Se desató la inundación en municipios Simití y Morales

El nivel del río Magdalena está por encima de la cota de desbordamiento. Los habitantes han contado con el apoyo de la fuerza pública. Hay unas 500 familias damnificadas en las zonas rurales.

RUBÉN DARÍO ÁLVAREZ P.

24 de noviembre de 2020 12:00 AM

Los municipios de Morales y Simití, sur de Bolívar, además de sus zonas rurales, se encuentran invadidos por las aguas de varios de los afluentes del río Magdalena.

Neguib Eslait Barrios, el alcalde de Morales, informó que hacía mucho tiempo no se había dado una creciente del Magdalena, como la que ahora se está padeciendo en esa zona.

Explicó que las comunidades más afectadas son las localizadas alrededor del brazo del río Simití, en la margen izquierda.

Una de esas pertenece al corregimiento de Paredes de Ororia, al igual que todas sus veredas, donde hay familias damnificadas y extensiones de cultivos de pancoger aprisionados por las aguas.

Igualmente, hay otro grupo de comunidades perjudicadas cerca de la quebrada La Bonga, cuerpo de agua que ha presentado varias subiendas súbitas, teniendo como víctimas las veredas de Simoita y La Arcadia, esta última reconocida como productora de arroz, cuyos cultivos también están en peligro.

“En la parte baja --continuó-- llegando a las islas de Morales, que constituyen, aproximadamente, cincuenta mil hectáreas, siempre hemos identificado unos puntos críticos, que, desde comienzos de esta administración, se le han hecho trabajos de enrocado, que, en plena crisis, están funcionando muy bien”.

Sin embargo, el mandatario anotó que se presentaron unas erosiones recientes “en los puntos de Chaparral, vereda San José y en El Roble, donde, en conjunto con la comunidad, se hicieron unos trinchos con palos, que han permitido mantener la isla sin inundación”.

Eslait Barrios contó que ya se cumplieron cuatro días de inundaciones, que están dejando 500 familias afectadas y unas 1.500 hectáreas, entre cultivos de pancoger, arroz y terrenos para la ganadería.

Similares afectaciones se han dado en el vecino municipio de Simití, a orillas del río del mismo nombre, el cual también tiene que ver con la emergencia de Morales.

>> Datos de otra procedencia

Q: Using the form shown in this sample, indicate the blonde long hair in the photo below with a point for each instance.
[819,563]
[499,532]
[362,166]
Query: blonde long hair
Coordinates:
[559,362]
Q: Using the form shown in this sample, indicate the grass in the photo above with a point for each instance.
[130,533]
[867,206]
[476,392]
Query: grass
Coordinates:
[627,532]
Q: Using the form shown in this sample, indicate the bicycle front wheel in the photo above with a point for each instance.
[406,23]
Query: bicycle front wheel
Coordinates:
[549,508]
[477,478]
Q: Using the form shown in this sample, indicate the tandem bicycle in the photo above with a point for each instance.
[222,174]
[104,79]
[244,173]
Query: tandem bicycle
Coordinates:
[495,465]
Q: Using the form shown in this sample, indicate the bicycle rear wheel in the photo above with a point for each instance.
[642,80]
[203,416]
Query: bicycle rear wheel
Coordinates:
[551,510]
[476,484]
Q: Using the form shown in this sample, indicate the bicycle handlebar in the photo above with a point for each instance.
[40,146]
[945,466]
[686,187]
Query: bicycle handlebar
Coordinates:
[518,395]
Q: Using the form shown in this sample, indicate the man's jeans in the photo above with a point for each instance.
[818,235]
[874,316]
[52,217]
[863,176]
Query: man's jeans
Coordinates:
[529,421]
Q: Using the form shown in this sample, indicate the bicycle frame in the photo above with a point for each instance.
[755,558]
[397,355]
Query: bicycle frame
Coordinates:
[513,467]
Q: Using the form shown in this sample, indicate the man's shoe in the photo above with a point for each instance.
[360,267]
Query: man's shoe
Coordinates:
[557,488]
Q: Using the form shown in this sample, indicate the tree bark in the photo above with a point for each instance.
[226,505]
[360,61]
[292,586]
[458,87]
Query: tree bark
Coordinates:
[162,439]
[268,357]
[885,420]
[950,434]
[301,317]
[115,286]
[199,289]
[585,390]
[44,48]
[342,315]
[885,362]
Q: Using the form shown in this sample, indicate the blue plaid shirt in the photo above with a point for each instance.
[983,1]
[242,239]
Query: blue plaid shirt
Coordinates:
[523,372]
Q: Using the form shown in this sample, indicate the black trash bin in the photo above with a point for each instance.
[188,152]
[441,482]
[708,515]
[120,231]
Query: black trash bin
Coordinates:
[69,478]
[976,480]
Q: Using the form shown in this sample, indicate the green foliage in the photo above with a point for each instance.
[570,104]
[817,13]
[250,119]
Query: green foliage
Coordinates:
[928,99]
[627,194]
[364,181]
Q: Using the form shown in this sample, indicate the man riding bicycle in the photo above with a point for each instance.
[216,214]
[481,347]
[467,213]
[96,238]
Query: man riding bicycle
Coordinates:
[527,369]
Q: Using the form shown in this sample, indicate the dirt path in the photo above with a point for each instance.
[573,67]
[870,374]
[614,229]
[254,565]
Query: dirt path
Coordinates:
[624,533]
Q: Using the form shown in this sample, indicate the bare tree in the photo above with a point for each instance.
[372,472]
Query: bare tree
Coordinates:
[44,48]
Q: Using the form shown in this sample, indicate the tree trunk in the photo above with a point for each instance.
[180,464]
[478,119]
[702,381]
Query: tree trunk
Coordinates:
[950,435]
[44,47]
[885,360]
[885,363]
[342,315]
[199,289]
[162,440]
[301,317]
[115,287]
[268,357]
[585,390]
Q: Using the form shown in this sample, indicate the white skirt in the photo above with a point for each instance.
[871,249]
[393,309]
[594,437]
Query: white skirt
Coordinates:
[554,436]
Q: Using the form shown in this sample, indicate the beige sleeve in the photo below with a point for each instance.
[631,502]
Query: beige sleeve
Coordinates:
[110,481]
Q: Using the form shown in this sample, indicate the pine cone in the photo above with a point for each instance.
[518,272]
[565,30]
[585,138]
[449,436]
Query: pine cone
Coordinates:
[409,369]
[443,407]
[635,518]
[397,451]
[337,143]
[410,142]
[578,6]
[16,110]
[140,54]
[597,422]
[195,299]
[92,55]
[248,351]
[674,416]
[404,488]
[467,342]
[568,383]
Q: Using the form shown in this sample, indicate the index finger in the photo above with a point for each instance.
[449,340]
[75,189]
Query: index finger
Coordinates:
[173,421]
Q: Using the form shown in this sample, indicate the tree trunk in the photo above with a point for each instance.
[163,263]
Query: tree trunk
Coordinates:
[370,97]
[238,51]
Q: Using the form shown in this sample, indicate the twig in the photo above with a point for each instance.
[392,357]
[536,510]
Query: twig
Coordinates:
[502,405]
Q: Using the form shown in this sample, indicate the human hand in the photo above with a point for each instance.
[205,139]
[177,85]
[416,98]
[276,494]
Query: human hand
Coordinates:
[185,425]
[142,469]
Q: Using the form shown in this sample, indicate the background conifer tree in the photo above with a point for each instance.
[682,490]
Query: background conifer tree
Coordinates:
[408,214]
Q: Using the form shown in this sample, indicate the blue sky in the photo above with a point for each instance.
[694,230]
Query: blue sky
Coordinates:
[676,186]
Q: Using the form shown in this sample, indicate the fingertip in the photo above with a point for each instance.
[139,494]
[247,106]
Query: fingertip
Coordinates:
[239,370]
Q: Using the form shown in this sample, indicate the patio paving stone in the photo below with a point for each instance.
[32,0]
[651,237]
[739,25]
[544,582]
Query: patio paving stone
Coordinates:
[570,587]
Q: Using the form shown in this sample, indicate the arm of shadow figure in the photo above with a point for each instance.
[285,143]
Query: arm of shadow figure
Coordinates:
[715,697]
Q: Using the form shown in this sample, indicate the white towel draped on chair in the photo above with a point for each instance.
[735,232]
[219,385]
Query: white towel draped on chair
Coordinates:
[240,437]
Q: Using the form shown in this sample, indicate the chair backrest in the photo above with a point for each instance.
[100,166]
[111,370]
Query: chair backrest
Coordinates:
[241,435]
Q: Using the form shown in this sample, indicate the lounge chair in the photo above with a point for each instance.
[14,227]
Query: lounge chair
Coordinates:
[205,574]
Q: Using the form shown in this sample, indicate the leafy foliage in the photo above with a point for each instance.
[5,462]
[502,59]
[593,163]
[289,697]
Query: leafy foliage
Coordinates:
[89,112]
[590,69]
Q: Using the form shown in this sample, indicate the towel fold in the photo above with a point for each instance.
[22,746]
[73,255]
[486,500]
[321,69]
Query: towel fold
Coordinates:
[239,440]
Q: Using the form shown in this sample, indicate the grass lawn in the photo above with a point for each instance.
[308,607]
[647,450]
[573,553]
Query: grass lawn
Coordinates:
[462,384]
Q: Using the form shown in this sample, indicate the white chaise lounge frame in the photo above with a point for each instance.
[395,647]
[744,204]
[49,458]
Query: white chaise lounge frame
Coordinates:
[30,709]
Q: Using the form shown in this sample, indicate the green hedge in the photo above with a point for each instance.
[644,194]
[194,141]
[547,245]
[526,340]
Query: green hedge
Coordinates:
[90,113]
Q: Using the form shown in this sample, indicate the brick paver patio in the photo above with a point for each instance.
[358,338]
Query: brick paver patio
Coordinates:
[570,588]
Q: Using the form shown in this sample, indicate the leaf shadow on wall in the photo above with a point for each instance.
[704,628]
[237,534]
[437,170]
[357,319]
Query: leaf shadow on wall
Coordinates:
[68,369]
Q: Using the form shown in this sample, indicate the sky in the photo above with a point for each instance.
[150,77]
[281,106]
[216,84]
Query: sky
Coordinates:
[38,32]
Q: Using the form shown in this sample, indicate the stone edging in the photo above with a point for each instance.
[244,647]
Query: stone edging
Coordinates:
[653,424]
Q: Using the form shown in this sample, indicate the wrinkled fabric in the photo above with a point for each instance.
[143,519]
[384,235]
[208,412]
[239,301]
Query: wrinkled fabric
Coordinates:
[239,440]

Las unidades de gestión de riesgos locales dicen estar adelantando los censos, además de decretar la calamidad pública, para la entrega de las ayudas humanitarias a los damnificados, “pero faltan muchas obras de infraestructura, además de que el calentamiento global, la tala indiscriminada de árboles y la minería ilegal han hecho que los cauces de las partes altas se comporten mal en cada invierno”.

Al respecto, el director de la Unidad de Gestión de Riesgos de Bolívar, José Ricaurte Gómez, dijo que en los últimos años no se había visto una elevación tan grande de los niveles del río Magdalena.

“Indiscutiblemente --añadió-- la apertura de las compuertas de Hidrosogamoso está generando erosiones en los jarillones de los centros poblados. Ya hicimos el llamado a los ministerios del Medio Ambiente y de Transporte y a Cormagdalena, porque la sedimentación de nuestros afluentes ha generado unas islas, que, a su vez, cambian el sentido de las corrientes, que chocan contra los municipios y se producen las inundaciones”.